Luxembourg Centre for Contemporary and Digital History

The Luxembourg Centre for Contemporary and Digital History is the University’s third interdisciplinary research centre, focusing on high-quality research, analysis and public dissemination in the field of contemporary Luxembourgish and European history.

It promotes an interdisciplinary approach to the field of contemporary history with a particular focus on new digital methods and tools for historical research and teaching.


Fields of interest

The interdisciplinary centre aims to perform as a key player in three interrelated fields of interest :

  1. To serve as a national platform for the critical discussion and academic study of questions related to the contemporary history of Luxembourg from a transnational perspective
  2. To act as an international hub for reflection on the methodological and epistemological challenges of doing history in the digital age
  3. To function as a local mediator in the promotion of multimodal and digital literacy in academic research and teaching at the University of Luxembourg

The centre particularly focuses on the use of digital methods and tools for innovative historical research and serves as a catalyst for creative scholarship and hands-on approaches to new forms of public dissemination and societal engagement with history in Luxembourg.                                           

Three thematic areas—contemporary history of Luxembourg, digital historiography and contemporary European history—are examined from a transnational and interdisciplinary perspective.

Contemporary history of Luxembourg

Research on the contemporary history of Luxembourg will investigate the political, economic, cultural and social history of Luxembourg in the 20th and 21st centuries.

This research profile reflects the mission entrusted to the University of Luxembourg: producing new knowledge about the contemporary history of Luxembourg by studying phenomena and processes that have profoundly affected the country and whose comparative value goes beyond the national perspective.

Examples of such topics are the transition of the Luxembourgish economy and industries, processes of migration and nation-building and the legacies of wars and occupation regimes.

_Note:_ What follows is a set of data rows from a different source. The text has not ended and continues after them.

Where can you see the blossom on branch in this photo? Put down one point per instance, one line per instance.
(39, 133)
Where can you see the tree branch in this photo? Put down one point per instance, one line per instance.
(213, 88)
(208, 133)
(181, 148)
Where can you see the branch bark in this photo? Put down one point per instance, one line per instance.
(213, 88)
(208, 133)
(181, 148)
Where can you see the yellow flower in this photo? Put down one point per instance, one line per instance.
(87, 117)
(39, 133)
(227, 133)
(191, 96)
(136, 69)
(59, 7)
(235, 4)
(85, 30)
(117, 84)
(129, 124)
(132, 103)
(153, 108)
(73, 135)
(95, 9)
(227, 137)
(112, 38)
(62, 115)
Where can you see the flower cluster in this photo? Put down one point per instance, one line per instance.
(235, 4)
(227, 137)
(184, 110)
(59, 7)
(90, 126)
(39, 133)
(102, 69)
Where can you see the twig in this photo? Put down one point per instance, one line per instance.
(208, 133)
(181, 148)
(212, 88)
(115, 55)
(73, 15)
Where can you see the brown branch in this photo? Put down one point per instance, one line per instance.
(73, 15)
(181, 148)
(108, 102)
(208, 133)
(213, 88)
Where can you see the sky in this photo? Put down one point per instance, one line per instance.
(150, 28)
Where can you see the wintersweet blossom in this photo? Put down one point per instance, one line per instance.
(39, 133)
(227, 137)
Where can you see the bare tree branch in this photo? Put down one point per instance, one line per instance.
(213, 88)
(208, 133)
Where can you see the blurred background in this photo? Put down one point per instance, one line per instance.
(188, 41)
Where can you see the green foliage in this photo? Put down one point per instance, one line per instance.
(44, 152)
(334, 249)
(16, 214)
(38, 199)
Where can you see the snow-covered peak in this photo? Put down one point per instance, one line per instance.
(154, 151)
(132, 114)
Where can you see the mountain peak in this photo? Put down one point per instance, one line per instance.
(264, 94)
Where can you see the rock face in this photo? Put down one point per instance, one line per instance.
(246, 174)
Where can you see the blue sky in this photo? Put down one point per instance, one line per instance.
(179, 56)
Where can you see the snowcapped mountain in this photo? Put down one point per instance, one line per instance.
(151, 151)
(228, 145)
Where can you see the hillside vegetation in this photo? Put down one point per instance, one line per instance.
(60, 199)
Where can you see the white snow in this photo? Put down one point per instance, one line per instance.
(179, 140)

Contemporary European history

Research on contemporary European history will examine the historical dynamics of acceleration and change in the 20th and 21st centuries.

Reflecting the wider international and historical context, in particular the Cold War, many possible European histories will be studied, including the processes of decolonisation and globalisation and the complex project of European integration.

Particular focus will be placed on the “hidden integration” of Europe, e.g. the study of transnational infrastructures and international organisations. In addition, processes of Europeanisation and the convergence of national economies, living standards and cultural norms and values will be explored.

Digital history

The radical impact of the digital turn on the performance of all stages of historical research requires critical reflection on the methodological and epistemological consequences of digital technologies for historical science.

The research area on digital history and historiography will engage with these multiple challenges in theoretical, methodological and practical ways by dealing with topics such as:

  • mass digitisation and the long-term preservation of digital data;
  • data management and metadata descriptions;
  • algorithmic criticism and a new heuristic of search;
  • the critical use of tools for text mining, visualisation and network analysis;
  • transmedia storytelling and non-linear narratives;
  • public history and crowdsourcing.


The interdisciplinary centre’s research activities are carried out from an interdisciplinary, experimental and critical perspective.

There is a particular focus on a hands-on approach to the use of digital methods and tools for exploring contemporary Luxembourgish and European history.

The critical use of digital sources and the dissemination of history to a wider audience through the development of digital public history projects in new and engaging formats will be a core mission of the centre.  Its excellent digital research infrastructure will help turn it into a laboratory for doing contemporary history in the 21st century.

Facts and cooperation


In June 2015, the Luxembourg Government gave its approval for the creation of an interdisciplinary centre for contemporary history (IHTP) at the University.

In summer 2016, the University integrated four previously independent national research centres also involved in research on related topics:

  • the “Centre Virtuel de la Connaissance sur l’Europe”;
  • the “Centre d’Études et de Recherches Européennes Robert Schuman”;
  • the “Centre de documentation et de recherche sur la Résistance”;
  • the “Centre de documentation et de recherche sur l’enrôlement force”.

The Luxembourg Centre for Contemporary and Digital History was officially set up on 1 October 2016 and is directed by Professor Andreas Fickers.


The interdisciplinary centre works in close cooperation with the Faculty of Language and Literature, Humanities, Arts and Education, and in particular its existing Institute for History.

In addition, the centre will engage in ongoing societal debates, collaborate with civil society organisations and the educational sector and aim to build strong ties with the main stakeholders in the archive sector and cultural heritage institutions.

Cooperation with established research centres in the field of contemporary history and the development of privileged partnerships with international institutions is ongoing.